Blue areas saw population growth; red areas saw decline. Credit: City of Chicago.
Blue areas saw population growth; red areas saw decline. Credit: City of Chicago.

 

And Charlotte, Chicago, and Memphis are hardly atypical. Phoenix is centered in Maricopa County, which encompasses wide swaths of suburbs, as does Seattle’s King County, and Austin’s Travis County. True, some counties correspond more closely to the urban core: New York County corresponds to the Manhattan, but that’s the exception, rather than the rule. On top of that, counties vary wildly in size, with substantially larger geographies in the West compared to the East.  

There are things that county-level data is good for, of course.
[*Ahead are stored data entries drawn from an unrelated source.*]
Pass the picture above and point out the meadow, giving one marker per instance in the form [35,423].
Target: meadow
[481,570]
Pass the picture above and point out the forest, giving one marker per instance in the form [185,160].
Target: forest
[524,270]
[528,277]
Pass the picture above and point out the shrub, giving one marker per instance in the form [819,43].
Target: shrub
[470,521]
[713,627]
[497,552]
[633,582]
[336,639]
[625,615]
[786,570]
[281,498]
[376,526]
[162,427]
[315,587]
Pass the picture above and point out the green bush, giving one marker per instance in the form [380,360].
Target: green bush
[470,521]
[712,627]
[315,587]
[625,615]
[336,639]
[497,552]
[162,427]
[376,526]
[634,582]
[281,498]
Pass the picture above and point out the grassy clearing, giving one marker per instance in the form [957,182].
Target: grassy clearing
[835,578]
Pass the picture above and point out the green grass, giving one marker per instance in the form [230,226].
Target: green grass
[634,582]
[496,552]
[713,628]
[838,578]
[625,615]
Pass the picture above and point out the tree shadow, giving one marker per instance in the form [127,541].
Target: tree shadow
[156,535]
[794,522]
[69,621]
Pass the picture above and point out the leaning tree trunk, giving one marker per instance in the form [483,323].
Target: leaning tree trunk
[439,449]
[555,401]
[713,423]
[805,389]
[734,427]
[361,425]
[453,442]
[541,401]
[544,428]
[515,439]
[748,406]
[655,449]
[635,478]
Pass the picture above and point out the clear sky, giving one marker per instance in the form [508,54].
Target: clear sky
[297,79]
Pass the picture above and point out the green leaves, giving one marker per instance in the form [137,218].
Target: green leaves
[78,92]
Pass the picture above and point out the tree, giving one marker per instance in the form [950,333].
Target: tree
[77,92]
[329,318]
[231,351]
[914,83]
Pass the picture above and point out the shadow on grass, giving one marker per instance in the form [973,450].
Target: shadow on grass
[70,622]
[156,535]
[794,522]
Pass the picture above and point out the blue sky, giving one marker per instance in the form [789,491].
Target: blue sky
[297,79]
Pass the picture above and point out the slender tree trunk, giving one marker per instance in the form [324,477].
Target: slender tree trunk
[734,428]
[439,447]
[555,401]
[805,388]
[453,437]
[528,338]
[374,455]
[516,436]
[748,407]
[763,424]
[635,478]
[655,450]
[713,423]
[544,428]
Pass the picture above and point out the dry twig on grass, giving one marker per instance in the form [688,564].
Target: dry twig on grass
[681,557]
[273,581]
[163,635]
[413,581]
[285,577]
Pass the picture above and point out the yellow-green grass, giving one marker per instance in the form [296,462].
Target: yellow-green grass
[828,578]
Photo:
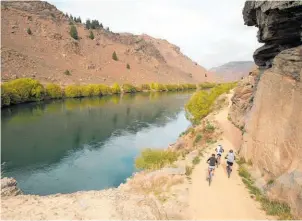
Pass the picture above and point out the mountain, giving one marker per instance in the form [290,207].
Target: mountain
[233,71]
[49,51]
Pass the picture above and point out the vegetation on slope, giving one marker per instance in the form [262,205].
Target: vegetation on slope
[27,90]
[200,104]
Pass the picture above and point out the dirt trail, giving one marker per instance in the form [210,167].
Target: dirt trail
[226,198]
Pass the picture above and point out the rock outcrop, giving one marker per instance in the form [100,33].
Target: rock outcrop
[272,140]
[279,24]
[242,100]
[9,187]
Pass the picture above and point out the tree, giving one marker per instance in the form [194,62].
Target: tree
[74,32]
[29,31]
[91,35]
[88,24]
[114,56]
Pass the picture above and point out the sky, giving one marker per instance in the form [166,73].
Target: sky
[209,32]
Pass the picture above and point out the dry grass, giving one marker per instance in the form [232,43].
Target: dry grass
[156,183]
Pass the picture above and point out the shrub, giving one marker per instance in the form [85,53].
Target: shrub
[155,159]
[87,90]
[197,139]
[67,72]
[145,87]
[116,88]
[128,88]
[114,56]
[206,85]
[73,91]
[91,35]
[209,127]
[200,104]
[29,31]
[157,87]
[196,160]
[189,170]
[21,90]
[54,91]
[73,32]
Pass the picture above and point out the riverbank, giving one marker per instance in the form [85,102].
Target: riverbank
[160,194]
[30,90]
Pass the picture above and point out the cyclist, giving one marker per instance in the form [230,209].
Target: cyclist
[219,151]
[230,158]
[212,161]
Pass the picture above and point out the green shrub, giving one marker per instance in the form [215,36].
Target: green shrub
[157,87]
[209,127]
[189,170]
[200,104]
[21,90]
[73,91]
[114,56]
[206,85]
[196,160]
[73,32]
[128,88]
[145,87]
[197,139]
[116,88]
[54,91]
[67,72]
[155,159]
[29,31]
[91,35]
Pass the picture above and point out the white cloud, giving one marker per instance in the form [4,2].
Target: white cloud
[209,32]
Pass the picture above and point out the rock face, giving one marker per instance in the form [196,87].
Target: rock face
[50,50]
[273,124]
[9,187]
[279,24]
[242,100]
[233,71]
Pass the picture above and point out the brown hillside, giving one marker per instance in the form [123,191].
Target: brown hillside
[50,50]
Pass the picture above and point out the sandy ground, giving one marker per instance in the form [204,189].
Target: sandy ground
[226,198]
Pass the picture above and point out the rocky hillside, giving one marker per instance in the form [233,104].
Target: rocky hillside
[233,71]
[49,50]
[267,107]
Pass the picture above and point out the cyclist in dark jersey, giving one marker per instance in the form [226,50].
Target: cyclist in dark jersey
[212,161]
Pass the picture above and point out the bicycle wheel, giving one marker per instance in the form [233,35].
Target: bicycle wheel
[229,171]
[210,178]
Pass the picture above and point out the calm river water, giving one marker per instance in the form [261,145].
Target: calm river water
[64,146]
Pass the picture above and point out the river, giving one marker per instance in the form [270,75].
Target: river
[63,146]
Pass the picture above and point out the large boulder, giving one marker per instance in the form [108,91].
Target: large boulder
[9,187]
[279,24]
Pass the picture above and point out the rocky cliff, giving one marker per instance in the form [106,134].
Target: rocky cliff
[49,50]
[279,24]
[233,71]
[272,140]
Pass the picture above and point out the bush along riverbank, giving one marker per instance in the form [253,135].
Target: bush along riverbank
[29,90]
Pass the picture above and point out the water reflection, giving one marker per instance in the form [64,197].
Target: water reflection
[89,143]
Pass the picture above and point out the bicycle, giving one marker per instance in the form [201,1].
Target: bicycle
[218,160]
[229,170]
[210,175]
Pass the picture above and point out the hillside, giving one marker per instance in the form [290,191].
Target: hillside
[233,71]
[49,51]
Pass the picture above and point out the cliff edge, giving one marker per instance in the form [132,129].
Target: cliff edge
[269,108]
It can tell us what population growth is for metropolitan areas as a whole, for example, which is a good indicator of regional health.

But claims about the growing economic and demographic strength of urban centers have always been about just that—urban centers. Those centers—and the weakening inner-ring suburbs around them—simply don’t correspond geographically to counties.
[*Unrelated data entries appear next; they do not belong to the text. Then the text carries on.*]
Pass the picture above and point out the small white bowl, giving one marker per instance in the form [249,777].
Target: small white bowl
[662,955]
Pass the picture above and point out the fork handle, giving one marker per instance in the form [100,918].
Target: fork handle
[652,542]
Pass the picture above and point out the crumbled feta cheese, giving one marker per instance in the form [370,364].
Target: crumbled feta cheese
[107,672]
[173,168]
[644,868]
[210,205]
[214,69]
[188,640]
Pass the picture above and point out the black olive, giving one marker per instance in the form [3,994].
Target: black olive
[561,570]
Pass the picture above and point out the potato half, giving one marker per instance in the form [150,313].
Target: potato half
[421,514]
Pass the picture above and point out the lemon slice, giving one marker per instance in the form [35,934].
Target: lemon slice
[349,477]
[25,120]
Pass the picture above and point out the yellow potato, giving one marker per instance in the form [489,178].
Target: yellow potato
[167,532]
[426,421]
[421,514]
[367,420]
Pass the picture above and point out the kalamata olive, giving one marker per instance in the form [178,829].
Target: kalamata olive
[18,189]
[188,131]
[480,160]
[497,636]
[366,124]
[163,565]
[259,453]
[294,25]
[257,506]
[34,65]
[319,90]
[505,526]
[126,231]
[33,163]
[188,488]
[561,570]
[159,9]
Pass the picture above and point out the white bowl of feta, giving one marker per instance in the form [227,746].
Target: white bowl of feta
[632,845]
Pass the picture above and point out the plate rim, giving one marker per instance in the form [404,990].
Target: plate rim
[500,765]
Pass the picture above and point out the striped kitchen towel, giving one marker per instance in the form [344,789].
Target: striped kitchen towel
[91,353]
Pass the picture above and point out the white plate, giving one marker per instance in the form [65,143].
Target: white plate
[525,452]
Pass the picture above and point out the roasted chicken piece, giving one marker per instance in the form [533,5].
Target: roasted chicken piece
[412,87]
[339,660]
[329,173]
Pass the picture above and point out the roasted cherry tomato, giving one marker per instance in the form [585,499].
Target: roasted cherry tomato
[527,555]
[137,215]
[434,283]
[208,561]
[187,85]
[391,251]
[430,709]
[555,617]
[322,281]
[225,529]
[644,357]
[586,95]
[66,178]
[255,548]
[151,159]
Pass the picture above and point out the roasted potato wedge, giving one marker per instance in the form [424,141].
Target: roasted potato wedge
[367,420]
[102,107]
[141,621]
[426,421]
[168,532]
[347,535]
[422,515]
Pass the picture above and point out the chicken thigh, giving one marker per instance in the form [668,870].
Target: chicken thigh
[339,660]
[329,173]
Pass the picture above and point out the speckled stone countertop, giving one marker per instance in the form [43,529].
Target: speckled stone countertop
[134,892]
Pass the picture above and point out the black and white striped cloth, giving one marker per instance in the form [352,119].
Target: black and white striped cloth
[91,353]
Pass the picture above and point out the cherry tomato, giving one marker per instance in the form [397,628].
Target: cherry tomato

Fortunately, we have tract-level data from before 2015, and we can use it to test our actual hypotheses. Juday’s work is an excellent example of that. We will also eventually have tract-level data for 2015, and then we can do the same with those updated numbers.

But in the meanwhile, we shouldn’t let our hammer make us think every question is a nail. There are a lot of interesting things to learn in the new county population numbers—but the question of urban growth, or inner-ring decline, simply isn’t one of them.